Hyperparameter Tuning
---------------------

RandomizedSearchCV randomly search parameters within a range per hyperparameter. We define the hyperparameters to use and their ranges in the param_dist dictionary. In our case, we are using:

- n_estimators: the number of decision trees in the forest. Increasing this hyperparameter generally improves the performance of the model but also increases the computational cost of training and predicting.
- max_depth: the maximum depth of each decision tree in the forest. Setting a higher value for max_depth can lead to overfitting while setting it too low can lead to underfitting
- random_state is a seed for reproducing results

RandomizedSearchCV will train many models (defined by n_iter_ and save each one as variables, the code below creates a variable for the best model and prints the hyperparameters. In this case, we haven’t passed a scoring system to the function, so it defaults to accuracy. This function also uses cross validation, which means it splits the data into five equal-sized groups and uses 4 to train and 1 to test the result. It will loop through each group and give an accuracy score, which is averaged to find the best model.

In [34]:
param_dist = {'n_estimators': randint(50,500),
              'max_depth': randint(1,20)}

# Create an instance of the Random Forest model, with the default parameters
rf = RandomForestClassifier(random_state=seed,
                            oob_score=True)

# Use random search to find the best hyperparameters
rand_search = RandomizedSearchCV(rf, 
                                 param_distributions = param_dist, 
                                 n_iter=5, 
                                 cv=5,
                                 random_state=seed)

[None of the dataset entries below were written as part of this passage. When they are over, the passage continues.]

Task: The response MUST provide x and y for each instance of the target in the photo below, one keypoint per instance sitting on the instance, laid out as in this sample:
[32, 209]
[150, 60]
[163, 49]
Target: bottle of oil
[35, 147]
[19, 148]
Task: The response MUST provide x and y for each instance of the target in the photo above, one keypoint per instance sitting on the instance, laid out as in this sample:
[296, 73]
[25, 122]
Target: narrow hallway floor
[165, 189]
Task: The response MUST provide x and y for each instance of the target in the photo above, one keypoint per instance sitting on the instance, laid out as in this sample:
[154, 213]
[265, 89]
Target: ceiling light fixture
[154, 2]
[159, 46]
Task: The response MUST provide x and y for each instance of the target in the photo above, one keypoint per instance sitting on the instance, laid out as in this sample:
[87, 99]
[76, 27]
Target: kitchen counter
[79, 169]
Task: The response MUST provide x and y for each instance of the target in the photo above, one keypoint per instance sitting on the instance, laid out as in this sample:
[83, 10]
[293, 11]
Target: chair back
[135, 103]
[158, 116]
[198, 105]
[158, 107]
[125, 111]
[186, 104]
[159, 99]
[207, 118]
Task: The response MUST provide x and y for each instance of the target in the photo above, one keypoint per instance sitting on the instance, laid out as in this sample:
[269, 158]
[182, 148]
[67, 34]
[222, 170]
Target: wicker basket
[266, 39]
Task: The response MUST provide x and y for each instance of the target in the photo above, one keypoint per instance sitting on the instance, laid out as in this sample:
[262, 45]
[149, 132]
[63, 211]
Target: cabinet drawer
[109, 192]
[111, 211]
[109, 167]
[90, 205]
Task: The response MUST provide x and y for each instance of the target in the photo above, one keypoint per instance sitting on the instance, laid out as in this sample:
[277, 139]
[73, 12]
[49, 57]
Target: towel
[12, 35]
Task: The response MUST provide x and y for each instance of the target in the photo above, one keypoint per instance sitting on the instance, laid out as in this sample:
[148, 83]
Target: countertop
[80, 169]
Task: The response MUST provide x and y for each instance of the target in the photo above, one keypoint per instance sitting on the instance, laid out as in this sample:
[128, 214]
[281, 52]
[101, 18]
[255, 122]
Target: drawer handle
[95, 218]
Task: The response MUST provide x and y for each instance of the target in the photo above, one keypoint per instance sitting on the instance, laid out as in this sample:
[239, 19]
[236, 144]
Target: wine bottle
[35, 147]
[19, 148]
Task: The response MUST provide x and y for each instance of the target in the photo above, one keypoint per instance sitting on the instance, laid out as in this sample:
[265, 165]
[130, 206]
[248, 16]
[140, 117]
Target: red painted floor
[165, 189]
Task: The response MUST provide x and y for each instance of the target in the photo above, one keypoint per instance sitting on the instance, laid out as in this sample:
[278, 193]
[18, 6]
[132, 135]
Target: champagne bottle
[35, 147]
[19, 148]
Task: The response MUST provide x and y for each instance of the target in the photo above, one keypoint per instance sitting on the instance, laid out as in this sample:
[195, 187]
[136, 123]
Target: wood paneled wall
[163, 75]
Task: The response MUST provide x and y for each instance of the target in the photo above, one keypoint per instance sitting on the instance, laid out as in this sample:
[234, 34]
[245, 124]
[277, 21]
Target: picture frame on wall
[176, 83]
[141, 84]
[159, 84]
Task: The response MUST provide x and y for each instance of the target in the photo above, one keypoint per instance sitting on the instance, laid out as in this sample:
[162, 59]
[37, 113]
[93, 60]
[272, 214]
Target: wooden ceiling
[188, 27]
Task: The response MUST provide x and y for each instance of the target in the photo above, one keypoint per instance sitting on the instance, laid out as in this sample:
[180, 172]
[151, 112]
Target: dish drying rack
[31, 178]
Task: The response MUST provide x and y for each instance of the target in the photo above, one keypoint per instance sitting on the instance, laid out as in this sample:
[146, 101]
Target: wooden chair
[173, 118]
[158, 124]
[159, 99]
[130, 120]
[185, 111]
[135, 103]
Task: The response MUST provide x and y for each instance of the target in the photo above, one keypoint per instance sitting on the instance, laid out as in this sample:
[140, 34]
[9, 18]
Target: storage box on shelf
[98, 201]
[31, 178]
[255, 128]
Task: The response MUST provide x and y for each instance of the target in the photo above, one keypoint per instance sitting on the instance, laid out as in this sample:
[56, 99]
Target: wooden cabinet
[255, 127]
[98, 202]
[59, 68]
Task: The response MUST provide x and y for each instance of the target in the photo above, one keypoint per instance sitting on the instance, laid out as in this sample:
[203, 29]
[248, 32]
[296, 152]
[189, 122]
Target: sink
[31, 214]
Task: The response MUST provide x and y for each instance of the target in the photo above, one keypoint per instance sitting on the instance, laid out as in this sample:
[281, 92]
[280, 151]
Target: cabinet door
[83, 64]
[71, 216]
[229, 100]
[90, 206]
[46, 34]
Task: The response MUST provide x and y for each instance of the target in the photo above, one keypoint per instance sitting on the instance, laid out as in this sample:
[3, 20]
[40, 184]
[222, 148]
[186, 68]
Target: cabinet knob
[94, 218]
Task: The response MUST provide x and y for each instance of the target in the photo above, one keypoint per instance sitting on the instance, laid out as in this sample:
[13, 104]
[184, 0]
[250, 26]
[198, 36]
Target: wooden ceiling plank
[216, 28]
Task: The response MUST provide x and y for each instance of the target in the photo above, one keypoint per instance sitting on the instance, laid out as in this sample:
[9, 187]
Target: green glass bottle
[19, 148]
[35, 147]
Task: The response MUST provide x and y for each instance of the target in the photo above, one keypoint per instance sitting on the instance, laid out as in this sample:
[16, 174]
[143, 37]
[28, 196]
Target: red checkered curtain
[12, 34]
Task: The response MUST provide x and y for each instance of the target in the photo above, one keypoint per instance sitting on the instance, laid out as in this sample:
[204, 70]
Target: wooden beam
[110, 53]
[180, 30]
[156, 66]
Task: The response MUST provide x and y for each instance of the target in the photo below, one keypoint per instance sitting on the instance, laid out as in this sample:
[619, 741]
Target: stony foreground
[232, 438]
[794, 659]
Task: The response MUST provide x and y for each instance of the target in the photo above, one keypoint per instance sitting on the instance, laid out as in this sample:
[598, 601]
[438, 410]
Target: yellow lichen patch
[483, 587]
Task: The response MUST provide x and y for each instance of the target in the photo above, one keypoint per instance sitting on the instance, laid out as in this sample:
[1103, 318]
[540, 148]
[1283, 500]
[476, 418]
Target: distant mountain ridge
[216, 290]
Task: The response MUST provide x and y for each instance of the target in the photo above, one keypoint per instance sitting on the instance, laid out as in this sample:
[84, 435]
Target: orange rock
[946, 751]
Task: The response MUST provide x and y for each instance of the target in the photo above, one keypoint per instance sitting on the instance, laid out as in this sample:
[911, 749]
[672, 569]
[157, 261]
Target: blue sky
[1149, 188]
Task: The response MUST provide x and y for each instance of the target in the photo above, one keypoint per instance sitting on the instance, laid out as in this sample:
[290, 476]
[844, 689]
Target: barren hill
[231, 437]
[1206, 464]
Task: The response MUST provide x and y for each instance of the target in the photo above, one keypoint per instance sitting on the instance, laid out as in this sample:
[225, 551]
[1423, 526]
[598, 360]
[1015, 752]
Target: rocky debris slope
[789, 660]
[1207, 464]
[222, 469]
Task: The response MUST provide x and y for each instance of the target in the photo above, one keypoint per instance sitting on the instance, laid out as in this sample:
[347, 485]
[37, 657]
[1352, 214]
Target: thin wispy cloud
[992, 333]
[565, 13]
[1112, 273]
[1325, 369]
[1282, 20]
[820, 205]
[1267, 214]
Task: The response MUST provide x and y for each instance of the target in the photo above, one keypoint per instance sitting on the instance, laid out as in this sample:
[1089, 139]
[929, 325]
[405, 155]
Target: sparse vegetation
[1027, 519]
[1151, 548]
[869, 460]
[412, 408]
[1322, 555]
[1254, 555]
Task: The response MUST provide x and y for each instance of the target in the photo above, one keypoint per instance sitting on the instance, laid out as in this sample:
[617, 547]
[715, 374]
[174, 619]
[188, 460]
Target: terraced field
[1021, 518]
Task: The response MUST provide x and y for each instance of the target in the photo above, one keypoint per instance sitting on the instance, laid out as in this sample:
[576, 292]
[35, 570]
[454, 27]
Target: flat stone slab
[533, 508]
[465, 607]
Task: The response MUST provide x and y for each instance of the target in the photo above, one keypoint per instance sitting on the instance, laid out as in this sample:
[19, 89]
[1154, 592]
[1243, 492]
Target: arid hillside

# Fit the random search object to our training data. We pass both the features and the target variable, so the model can learn.
rand_search.fit(X_train, y_train)

# Create a variable for the best model
best_rf = rand_search.best_estimator_

# Print the best hyperparameters
#print('Best hyperparameters:', rand_search.best_params_)

In [46]:
## At this point, we have a trained Random Forest model, but we need to find out whether it is making accurate predictions
# Generate predictions with the best model
y_pred = best_rf.predict(X_test)

## Evaluate this model using accuracy, precision, and recall; we check the predictions against the actual values in the test set and count up how many the model got right
accuracy = accuracy_score(y_test, y_pred)
precision = precision_score(y_test, y_pred)
recall = recall_score(y_test, y_pred)
oob = 1 - best_rf.oob_score_
#print(f'Accuracy: {accuracy}')
#print(f'Precision: {precision}')
#print(f'Recall: {recall}')
#print(f'OOB error: {oob:.4f}')
       
## Get the importance of each feature, using the model’s internal score to find the best way to split the data within each decision tree
# Create a series containing feature importances from the model and feature names from the training data
feature_importances = pd.Series(best_rf.feature_importances_, index=X_train.columns).sort_values(ascending=False)
#feature_importances.plot.bar()

Accuracy: 1.0
Precision: 1.0
Recall: 1.0
OOB error: 0.0000


In [68]:
## write output table
res = {'autoencoder_parameters': [autoencoder_parameters],
       'feature': [feature],
       'test_size': [test_size],
       'seed': [seed],
       'accuracy': [accuracy],
       'precision': [precision],
       'recall': [recall],
       'oob': [oob]}
# append AE components (the number of them varies between runs)
for i,feature_importance in enumerate(feature_importances.sort_index()):
    res[f'ae{i+1}'] = feature_importance

pd.DataFrame(res).to_csv(f'{autoencoder_parameters}_{feature}_{test_size}_{seed}_res.tsv', header=True, sep='\t', index=False)

Visualize the first 3 trees
---------------------------

Each tree image is limited to only showing the first few nodes. These trees can get very large and difficult to visualize. The colors represent the majority class of each node (boxes). The colors get darker the closer the node gets to being fully a category. Each node also contains the following information:

1- The variable name and value used for splitting

2- The % of total samples in each split

3- The % split between classes in each split

In [None]:
'''
for i in range(3):
    tree = best_rf.estimators_[i]
    dot_data = export_graphviz(tree,
                               feature_names=X_train.columns,  
                               filled=True,  
                               max_depth=2, 
                               impurity=False, 
                               proportion=True)
    graph = graphviz.Source(dot_data)
    display(graph)
'''

Confusion matrix
----------------

It plots what the model predicted against what the correct prediction was.
We can use this to understand the tradeoff between false positives (top right) and false negatives (bottom left)


In [None]:
#ConfusionMatrixDisplay(confusion_matrix=confusion_matrix(y_test, y_pred), 
#                       display_labels=True).plot()